Itaewon era popolata e illuminata, musica alta usciva da ogni locale che sorpassava. Taehyung danzava sui passi con un sorriso splendente, capelli ingellati, giacca di pelle e camicia sbottonata, in cerca del perfetto locale in cui entrare e della perfetta preda da divorare. I flash viola del SOHO avevano attirato i suoi occhi, era il bar ideale per ora. E SOHO sia! Sgranocchiando il lecca-lecca fece il suo ingresso con tutta la sfrontatezza immaginabile. Perlustrò i dintorni e si sentiva più eccitato che mai. In quel momento aveva dimenticato tutto quello che era successo e l'unica emozione che sentiva era una sensazione immensa di potere. Adesso che non doveva più nascondersi era invincibile.

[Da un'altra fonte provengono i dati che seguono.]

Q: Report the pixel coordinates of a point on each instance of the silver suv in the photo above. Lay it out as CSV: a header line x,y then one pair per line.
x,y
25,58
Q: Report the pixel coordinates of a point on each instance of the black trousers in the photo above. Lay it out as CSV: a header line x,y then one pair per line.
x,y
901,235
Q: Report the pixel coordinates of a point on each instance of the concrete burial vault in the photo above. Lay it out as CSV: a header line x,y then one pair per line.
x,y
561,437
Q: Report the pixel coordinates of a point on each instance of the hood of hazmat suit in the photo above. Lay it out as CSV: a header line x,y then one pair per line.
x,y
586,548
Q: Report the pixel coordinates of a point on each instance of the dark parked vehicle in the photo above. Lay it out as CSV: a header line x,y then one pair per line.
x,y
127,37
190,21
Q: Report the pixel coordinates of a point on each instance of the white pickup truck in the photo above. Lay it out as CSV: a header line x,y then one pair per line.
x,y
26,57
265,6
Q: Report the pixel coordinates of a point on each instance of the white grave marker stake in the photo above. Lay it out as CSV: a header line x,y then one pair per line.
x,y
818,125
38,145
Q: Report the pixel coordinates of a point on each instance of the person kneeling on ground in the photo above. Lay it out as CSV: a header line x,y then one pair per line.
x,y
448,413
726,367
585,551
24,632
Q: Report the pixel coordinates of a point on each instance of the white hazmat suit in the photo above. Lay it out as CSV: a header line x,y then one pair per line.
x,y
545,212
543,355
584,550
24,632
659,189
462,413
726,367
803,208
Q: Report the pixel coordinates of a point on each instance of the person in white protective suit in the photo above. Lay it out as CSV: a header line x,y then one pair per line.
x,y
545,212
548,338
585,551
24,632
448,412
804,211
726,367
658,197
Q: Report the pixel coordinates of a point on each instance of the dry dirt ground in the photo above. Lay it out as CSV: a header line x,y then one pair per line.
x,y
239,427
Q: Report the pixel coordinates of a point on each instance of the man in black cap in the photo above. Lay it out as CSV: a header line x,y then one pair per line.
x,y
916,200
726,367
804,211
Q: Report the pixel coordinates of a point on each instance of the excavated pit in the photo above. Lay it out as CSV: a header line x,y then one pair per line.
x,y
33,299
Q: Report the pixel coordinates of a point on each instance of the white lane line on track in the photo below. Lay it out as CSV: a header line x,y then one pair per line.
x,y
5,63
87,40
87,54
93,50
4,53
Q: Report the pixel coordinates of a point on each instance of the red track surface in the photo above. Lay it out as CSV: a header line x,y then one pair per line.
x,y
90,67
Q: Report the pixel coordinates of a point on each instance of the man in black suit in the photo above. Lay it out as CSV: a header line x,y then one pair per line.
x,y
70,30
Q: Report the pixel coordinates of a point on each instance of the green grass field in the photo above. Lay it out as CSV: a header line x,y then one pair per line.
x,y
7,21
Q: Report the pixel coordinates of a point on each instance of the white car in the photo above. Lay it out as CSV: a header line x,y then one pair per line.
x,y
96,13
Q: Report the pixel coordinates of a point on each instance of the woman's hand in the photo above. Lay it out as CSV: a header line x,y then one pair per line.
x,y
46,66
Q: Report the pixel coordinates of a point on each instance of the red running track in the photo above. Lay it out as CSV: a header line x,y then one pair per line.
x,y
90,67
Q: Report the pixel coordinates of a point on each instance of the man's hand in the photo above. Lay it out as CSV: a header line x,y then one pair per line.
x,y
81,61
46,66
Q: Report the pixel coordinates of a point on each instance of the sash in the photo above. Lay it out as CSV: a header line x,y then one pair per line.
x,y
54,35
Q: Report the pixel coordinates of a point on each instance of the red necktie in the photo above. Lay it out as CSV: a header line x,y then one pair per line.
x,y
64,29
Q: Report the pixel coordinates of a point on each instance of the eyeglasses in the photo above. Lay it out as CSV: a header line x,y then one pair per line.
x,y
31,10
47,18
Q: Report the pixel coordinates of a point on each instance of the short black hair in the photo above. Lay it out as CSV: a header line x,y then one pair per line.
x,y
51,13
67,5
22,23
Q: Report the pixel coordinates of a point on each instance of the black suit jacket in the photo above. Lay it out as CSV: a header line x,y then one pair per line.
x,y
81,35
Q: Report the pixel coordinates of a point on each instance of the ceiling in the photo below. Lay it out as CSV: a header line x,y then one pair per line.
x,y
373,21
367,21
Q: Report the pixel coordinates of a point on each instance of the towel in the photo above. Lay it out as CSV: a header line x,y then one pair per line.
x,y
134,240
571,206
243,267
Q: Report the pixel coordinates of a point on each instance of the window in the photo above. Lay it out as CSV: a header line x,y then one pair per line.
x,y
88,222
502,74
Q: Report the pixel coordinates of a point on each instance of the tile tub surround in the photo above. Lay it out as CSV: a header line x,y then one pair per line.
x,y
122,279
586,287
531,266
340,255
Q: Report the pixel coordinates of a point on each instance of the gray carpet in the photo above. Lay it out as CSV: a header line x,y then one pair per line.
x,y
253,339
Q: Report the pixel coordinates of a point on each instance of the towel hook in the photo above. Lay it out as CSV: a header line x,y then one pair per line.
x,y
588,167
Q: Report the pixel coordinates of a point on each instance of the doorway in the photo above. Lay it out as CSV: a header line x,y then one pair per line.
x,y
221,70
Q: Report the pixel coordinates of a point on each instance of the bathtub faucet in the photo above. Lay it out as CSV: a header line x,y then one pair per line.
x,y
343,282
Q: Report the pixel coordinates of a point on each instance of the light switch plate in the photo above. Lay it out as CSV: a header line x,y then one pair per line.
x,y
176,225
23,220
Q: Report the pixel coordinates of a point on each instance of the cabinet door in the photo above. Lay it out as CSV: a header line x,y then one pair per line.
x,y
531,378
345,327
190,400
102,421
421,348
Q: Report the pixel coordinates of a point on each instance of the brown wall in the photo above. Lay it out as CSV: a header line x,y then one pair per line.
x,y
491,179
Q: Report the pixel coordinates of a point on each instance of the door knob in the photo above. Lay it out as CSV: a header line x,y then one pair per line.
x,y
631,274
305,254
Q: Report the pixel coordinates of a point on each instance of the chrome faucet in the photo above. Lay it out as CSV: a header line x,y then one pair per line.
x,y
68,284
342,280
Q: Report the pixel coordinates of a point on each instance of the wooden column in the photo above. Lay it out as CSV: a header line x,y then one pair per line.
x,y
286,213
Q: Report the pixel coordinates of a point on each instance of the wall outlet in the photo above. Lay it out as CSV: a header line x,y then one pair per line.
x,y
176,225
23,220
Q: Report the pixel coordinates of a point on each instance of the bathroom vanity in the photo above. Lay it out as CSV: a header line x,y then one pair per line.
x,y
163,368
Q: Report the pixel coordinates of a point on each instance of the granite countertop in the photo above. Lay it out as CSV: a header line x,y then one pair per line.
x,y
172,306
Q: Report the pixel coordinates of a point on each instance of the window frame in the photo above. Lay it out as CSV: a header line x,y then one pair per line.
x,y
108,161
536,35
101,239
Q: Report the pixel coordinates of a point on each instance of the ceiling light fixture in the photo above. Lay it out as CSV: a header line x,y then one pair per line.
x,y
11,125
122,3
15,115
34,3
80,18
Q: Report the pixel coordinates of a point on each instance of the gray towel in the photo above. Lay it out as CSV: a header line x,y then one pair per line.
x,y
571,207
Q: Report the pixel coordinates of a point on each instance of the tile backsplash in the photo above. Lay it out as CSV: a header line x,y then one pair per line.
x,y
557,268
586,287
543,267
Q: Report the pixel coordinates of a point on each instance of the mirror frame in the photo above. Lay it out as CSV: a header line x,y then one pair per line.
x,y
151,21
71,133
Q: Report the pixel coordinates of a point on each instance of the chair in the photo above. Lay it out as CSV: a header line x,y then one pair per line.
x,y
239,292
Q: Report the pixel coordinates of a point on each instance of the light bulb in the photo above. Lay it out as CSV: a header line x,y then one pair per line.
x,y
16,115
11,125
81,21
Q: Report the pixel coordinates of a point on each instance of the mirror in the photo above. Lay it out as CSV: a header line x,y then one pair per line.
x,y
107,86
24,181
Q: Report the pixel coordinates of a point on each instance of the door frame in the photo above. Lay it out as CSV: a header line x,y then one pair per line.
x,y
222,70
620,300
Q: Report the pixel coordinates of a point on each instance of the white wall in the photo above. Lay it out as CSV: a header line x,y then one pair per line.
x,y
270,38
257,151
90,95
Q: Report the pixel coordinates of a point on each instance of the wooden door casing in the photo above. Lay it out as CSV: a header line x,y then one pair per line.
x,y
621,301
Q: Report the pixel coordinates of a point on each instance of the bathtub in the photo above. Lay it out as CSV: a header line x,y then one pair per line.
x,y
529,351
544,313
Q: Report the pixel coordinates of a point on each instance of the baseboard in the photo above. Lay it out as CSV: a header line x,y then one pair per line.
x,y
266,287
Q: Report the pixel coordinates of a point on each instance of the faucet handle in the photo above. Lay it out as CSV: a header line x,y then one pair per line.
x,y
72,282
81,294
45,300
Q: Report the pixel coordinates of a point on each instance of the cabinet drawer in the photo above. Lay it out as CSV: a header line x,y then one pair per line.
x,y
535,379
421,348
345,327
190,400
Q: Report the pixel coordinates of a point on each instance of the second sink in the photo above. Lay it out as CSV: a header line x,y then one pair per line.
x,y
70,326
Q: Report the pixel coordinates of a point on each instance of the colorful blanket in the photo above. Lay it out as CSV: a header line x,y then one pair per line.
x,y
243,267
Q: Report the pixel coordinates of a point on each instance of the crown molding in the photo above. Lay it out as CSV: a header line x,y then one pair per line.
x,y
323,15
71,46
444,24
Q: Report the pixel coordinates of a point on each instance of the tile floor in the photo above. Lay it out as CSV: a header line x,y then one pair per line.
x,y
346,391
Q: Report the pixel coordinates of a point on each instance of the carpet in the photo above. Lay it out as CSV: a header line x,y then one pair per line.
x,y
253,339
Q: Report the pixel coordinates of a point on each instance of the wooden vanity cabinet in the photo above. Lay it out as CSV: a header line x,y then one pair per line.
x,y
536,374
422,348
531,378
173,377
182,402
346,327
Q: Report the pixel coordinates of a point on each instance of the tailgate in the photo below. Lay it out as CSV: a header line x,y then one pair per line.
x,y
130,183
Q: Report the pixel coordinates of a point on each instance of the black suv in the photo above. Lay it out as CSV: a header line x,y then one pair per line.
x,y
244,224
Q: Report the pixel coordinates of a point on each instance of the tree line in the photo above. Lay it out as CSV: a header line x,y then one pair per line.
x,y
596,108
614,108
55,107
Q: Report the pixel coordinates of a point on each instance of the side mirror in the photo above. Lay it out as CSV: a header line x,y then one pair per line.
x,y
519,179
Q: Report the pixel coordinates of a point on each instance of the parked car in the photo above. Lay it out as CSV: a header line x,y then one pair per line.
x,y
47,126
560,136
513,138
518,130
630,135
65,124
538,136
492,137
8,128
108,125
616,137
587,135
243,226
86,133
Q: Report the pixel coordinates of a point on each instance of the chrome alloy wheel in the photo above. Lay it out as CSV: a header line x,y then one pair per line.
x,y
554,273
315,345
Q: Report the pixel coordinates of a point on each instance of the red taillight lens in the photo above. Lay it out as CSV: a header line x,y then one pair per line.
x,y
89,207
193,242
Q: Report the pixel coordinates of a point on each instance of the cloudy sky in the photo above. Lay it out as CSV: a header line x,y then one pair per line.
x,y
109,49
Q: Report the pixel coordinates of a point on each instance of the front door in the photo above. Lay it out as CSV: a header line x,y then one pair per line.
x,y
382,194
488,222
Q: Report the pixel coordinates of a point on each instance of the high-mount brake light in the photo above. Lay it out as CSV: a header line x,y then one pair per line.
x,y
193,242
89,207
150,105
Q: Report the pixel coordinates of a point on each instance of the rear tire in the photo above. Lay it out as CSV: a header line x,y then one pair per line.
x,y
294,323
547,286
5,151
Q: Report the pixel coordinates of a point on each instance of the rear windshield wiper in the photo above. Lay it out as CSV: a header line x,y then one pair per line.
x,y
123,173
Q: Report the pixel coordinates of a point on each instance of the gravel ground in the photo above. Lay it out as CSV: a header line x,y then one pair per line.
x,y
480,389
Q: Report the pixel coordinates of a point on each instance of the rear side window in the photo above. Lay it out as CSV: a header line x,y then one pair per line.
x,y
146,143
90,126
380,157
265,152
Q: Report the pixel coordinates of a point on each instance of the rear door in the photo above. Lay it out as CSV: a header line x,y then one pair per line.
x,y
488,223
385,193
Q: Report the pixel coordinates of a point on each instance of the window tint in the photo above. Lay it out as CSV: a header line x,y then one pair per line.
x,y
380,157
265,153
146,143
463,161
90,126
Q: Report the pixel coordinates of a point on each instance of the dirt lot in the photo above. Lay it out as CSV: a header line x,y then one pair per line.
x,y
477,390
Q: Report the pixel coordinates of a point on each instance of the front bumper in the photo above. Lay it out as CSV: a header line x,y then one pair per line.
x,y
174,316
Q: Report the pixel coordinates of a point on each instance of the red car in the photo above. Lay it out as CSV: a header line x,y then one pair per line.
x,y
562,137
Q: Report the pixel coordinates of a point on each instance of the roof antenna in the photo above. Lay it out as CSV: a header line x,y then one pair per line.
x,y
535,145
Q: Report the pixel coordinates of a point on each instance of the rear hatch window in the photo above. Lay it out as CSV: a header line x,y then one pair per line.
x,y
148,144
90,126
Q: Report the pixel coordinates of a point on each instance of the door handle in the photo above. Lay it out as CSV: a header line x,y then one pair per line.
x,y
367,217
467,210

Con qualche difficoltà giunse al bancone. Cercò di catturare l'attenzione del barista, districato tra un signore che voleva fare colpo su un ragazzino e un gruppetto rumoroso di tre ragazzi. Taehyung raddrizzò il collo e allungò il braccio, un'impresa faticosa, finché qualcuno non lo attirò. Qualcuno che riconosceva ma che gli sembrava di sognare di vedere. Per accertarsene, superò alcuni ragazzi accanto a lui e si avvicinò, accorto di non farsi vedere. O era lui, o era qualcuno che ci somigliava tremendamente. No. Era proprio lui, i suoi occhi non potevano sbagliarsi. Vide Namjoon che stava parlando animatamente con un altro ragazzo. Giacca nera, spalle larghe. Dal modo in cui sorrideva doveva essere una discussione clamorosa, la più divertente e stimolante che ebbe mai avuto. Non l'aveva mai visto sorridere con questo trasporto. Con un uomo, dentro un gay bar. Taehyung sgranò gli occhi alla realizzazione.

Era il suo ragazzo?

Namjoon spostò gli occhi nella direzione di Taehyung, il quale si voltò di spalle immediatamente. Corse fuori dal locale con il cuore in gola, e in preda alla foga prese il telefono, scelse il contatto di Jimin e attese con gli squilli contro l'orecchio. "Andiamo... Rispondi Jimin." Ma niente da fare, squillava, squillava, senza risposta. Si passò una mano tra i capelli, il gel gli rimase tra le dita e imprecò. Doveva raccontare a qualcuno cosa aveva appena visto, non riusciva a tenerlo per sé. Scorse nei contatti salvati come preferiti e cliccò un altro nome.

Quattro squilli.

"Hyung!"

"Jungkook! Non puoi capire-"

"Stai bene?

"-Cosa ho appena visto!"

Taehyung si allontanò dal locale, andò in una zona meno affollata e più silenziosa, in un vicolo un po' più isolato rispetto al resto delle strade.

"Sei in giro? Tutto bene?"

"Sono a Itaewon, sono entrato al SOHO e non sai chi c'era lì! Devi venire!"

Una risata. "Chi c'era?"

Taehyung si guardava intorno e sussultava. "No. Vieni a vedere con i tuoi stessi occhi." Dopodiché non lo sentì più parlare per un po', solo dei rumori e fruscii in sottofondo.